Repeat step 2 with the other shelf toward the bottom of your tower. I usually do this at about 10-12 holes up from the bottom. You will now have a box with 4 sides.
Slide the box into place inside your closet.
Repeat steps 1-4, as needed, for any other towers to fit your closet space.
I recommend attaching your towers to the wall for added safety.
Optional: place a level on the top shelf of the box to determine if any areas need to we shimmed. If they do, slide the thin part of the shim in until the structure is level. Score any unused shim with a utility knife then snap off the rest.
In the holes of the tower closest to the back wall of your closet, drive screws in at the top, bottom, and middle of your tower. These should hit studs and will anchor your closet system into place.
Next, place shelf pins at your desired heights and add your shelves!
If using any closet rods, measure and mark where those should go. Remember to allow enough space for the depth of your hanger and the height of the hook. If your closet rod isn’t attaching to your towers but instead into drywall, you will likely need to use wall anchors. The ones linked are my favorite with the easiest installation.

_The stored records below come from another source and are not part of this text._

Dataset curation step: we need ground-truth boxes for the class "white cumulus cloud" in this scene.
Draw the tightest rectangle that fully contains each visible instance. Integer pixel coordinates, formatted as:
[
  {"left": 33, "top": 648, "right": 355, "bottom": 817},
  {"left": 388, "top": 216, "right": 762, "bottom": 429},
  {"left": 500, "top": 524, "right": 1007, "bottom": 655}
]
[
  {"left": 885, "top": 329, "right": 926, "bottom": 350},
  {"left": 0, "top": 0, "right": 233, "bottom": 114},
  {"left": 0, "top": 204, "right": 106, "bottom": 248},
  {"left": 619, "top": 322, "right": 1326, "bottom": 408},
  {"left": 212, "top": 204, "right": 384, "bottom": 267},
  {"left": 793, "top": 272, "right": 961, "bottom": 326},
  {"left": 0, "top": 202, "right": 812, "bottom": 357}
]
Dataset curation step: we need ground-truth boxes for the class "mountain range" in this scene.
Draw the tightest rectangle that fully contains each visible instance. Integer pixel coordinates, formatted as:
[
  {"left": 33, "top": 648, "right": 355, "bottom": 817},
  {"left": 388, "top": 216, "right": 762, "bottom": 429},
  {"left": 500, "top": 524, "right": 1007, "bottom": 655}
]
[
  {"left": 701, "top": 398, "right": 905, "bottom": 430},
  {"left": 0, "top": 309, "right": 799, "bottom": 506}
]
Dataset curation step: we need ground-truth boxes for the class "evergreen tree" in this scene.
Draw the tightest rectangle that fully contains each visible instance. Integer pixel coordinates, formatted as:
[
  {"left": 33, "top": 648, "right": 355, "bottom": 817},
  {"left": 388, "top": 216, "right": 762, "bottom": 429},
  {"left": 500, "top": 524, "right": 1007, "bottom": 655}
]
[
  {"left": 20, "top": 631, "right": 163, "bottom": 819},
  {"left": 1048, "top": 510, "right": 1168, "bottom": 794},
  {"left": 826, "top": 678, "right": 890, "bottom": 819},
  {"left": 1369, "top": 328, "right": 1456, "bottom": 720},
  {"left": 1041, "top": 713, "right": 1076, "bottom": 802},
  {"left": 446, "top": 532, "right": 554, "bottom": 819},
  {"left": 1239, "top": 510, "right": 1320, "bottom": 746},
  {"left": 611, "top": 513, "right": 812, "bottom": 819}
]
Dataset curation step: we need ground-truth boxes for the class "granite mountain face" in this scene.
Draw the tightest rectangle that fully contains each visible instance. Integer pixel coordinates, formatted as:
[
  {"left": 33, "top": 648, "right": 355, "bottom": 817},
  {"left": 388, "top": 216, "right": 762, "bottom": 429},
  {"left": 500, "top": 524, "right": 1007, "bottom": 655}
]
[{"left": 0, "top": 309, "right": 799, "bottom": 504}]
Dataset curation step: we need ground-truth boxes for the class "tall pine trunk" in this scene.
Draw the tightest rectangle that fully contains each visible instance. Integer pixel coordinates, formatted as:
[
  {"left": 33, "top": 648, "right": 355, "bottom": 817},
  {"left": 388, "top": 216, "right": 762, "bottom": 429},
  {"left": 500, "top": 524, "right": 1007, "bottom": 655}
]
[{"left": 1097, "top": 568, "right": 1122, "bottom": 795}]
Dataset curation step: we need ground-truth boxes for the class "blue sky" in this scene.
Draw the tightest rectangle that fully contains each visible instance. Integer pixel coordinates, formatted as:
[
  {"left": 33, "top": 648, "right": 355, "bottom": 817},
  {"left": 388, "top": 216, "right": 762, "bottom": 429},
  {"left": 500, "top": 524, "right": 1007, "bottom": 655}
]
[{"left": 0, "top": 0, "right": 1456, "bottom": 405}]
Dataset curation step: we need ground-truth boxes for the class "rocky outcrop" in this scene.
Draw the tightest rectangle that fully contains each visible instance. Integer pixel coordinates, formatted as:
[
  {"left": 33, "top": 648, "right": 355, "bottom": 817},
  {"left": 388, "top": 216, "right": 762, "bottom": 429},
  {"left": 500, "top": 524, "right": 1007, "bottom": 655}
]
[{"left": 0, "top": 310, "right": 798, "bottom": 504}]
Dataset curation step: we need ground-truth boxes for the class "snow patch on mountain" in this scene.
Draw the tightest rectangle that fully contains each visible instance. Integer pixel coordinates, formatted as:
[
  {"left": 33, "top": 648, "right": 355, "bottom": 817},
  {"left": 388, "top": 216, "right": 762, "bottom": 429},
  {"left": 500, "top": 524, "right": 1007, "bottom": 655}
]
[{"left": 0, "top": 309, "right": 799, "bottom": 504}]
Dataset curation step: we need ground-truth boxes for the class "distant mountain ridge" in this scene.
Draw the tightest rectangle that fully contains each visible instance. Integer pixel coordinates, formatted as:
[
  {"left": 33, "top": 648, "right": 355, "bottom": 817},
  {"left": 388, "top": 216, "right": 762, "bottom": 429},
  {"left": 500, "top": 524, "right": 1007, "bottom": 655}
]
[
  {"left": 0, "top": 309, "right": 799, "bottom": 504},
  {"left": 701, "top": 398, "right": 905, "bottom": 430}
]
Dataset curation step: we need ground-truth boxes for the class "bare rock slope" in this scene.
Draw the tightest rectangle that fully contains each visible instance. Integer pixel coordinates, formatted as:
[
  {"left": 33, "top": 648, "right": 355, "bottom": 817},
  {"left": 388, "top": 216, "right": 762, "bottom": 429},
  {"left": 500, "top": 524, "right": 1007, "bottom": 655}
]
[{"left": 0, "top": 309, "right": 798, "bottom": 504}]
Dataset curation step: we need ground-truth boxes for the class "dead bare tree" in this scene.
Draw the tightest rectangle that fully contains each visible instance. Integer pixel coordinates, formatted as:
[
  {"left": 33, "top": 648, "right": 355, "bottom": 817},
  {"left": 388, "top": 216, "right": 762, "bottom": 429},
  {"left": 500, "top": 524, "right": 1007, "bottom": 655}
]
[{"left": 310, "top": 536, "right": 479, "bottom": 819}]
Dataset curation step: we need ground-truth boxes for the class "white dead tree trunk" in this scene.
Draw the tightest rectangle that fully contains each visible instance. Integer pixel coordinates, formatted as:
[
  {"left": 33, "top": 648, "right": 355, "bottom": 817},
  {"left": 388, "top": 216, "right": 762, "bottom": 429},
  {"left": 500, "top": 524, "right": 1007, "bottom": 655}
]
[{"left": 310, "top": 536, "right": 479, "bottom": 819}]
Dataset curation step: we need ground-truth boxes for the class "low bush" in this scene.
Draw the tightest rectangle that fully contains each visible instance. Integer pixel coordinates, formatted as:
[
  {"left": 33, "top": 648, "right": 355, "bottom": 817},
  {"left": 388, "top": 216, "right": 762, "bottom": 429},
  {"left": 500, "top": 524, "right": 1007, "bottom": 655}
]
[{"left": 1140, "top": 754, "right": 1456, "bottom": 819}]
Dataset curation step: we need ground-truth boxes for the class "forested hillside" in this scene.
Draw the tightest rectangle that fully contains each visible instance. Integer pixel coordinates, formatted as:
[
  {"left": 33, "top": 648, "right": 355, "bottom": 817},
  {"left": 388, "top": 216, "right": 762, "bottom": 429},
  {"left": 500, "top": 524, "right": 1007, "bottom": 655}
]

And there you have it! A beautiful, functional, purposeful closet that you will be so grateful for for years to come!
Get Organized
I love using baskets, all the baskets, in our closets. It helps give everything an assigned home so they stay organized. Target usually has a good variety of more affordable baskets, which is where my son’s are from. I highly recommend either picking a style that has been around for years so you can get more as needed, like the Sterilite Ultra Collection (my favorite for pantries), or purchasing extras of whichever you pick.